First, what’s a yield curve?

A yield curve describes the interest rates of certain instruments, usually bonds, that have the same qualities, but different maturity dates, like US Treasury bonds. Normally, the curve slopes upward, as short-term instruments have lower rates than longer-term ones. So, this graph is a simple way to illustrate when things are going the way they should.

That is, when all is well, short-term bonds pay a lower interest rate than long-term ones. Which makes sense, since a bond is basically a loan, so having your money tied up longer means you can’t use it (until the maturity date) and increases the risk of something going wrong.

A shorter-term bond is paid back sooner, hence the lower rate. But demand also impacts a bond’s rate, and, unlike stocks, when demand increases, their yield rate decreases.

An inversion can occur when times are uncertain

When investors get nervous about the state of stock markets, they usually will turn to more dependable, yet lower yielding, bonds. But this is not a novel strategy, so as more people are buying long-term bonds for their more stable returns and higher rates, demand goes up. Up until the rates drop lower than short-term bonds. That’s the inversion.

So, an inverted yield curve is when a short-term bond yields lower than longer-term ones. It is an indication that things are not going well in an economy, as investors seek safe haven in the long-term bond market, which is why people consider it a harbinger of a recession. Especially since it happened in the last few financial crises in the US.

Should you do anything when a yield curve inverts?

You should be aware when inverted yield curves happen, but you don’t need to act right away. The risk of recession increases the longer the curve remains inverted; nevertheless, the recession won’t come for months or years later. But it can also correct itself. Then the inversion becomes an anomaly and an interesting topic for discussion.
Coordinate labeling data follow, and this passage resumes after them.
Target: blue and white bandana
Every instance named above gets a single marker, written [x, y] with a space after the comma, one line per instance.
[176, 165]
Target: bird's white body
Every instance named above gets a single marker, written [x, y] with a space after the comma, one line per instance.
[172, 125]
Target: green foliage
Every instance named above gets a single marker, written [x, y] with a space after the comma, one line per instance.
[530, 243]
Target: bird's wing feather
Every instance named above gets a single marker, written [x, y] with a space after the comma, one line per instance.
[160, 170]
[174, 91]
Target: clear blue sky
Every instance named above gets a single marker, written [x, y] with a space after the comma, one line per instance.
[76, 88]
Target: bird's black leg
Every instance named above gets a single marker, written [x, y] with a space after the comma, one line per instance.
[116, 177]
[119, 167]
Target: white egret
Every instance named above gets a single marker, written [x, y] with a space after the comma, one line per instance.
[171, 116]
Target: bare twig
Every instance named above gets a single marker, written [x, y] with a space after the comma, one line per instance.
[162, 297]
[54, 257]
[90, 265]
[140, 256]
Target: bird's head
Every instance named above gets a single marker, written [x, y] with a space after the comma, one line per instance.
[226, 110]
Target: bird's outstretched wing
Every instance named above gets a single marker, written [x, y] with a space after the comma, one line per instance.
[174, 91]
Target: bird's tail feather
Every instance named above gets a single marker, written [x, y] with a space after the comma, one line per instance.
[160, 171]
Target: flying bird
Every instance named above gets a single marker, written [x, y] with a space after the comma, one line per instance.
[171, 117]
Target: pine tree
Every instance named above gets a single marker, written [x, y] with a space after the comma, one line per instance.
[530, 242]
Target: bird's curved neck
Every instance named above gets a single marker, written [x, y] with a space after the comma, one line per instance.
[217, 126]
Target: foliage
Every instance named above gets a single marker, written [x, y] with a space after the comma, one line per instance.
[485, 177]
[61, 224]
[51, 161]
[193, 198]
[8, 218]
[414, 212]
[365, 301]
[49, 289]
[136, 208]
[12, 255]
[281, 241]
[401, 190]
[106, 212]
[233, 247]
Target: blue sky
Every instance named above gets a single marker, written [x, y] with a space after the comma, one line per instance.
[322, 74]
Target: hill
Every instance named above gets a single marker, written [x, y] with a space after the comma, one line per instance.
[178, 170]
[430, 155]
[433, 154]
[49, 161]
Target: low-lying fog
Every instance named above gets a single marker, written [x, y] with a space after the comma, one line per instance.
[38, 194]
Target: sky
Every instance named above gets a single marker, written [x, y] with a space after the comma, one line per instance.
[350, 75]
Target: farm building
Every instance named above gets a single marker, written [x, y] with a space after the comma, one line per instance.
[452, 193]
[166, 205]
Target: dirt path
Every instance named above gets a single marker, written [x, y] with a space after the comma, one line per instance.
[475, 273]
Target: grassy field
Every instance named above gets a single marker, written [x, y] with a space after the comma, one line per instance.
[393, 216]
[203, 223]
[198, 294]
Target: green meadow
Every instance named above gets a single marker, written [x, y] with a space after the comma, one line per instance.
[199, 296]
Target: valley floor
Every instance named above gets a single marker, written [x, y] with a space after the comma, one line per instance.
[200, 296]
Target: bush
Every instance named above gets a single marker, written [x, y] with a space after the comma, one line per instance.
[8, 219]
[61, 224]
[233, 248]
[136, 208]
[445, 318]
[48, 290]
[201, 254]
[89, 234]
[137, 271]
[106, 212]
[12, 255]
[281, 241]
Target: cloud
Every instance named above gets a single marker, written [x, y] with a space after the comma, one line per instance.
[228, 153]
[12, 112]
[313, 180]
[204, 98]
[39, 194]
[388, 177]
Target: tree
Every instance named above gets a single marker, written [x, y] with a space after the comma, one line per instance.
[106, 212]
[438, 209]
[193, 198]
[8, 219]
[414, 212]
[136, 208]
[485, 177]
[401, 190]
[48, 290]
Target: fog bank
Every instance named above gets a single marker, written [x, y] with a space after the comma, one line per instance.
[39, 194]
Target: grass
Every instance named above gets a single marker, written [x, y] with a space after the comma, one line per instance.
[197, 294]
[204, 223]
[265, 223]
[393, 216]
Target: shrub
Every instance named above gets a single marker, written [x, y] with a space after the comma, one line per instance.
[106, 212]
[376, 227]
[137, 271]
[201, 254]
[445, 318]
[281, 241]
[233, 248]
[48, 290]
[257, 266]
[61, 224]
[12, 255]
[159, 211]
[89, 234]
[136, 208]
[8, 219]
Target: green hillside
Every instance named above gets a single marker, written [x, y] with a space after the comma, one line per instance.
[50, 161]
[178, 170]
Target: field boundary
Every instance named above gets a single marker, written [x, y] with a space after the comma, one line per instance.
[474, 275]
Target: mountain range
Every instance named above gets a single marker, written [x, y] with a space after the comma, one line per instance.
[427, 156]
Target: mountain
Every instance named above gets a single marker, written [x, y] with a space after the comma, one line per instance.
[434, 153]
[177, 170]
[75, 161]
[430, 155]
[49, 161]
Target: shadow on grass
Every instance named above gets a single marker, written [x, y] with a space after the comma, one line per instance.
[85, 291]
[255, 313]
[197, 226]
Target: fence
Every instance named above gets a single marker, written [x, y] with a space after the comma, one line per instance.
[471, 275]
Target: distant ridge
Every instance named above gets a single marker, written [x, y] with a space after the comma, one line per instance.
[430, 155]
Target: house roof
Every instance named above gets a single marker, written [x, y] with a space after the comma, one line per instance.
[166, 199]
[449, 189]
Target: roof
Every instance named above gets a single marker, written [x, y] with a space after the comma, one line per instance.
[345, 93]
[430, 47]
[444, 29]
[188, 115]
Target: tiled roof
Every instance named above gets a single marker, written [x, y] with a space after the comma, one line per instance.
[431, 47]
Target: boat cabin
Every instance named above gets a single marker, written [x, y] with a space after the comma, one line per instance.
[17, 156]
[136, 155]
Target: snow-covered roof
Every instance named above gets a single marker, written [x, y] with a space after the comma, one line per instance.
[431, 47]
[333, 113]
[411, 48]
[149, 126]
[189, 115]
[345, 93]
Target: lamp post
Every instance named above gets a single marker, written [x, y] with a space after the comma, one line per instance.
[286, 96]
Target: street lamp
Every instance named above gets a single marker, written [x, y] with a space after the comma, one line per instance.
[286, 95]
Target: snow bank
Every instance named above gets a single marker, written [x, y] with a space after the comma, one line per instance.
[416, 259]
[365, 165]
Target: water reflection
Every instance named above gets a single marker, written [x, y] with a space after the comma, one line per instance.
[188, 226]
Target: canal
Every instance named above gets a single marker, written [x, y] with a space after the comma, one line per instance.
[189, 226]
As with any turmoil in the financial markets, you may need to adjust your portfolio, but perhaps you should discuss your options with a trusted advisor first.

“An inverted yield curve is a recession indicator, but it’s not the only one,” explains Richard Cayne. “Yes, it is something to be aware of, but there are other indicators you should look at before worrying too much and possibly making rash investment moves.”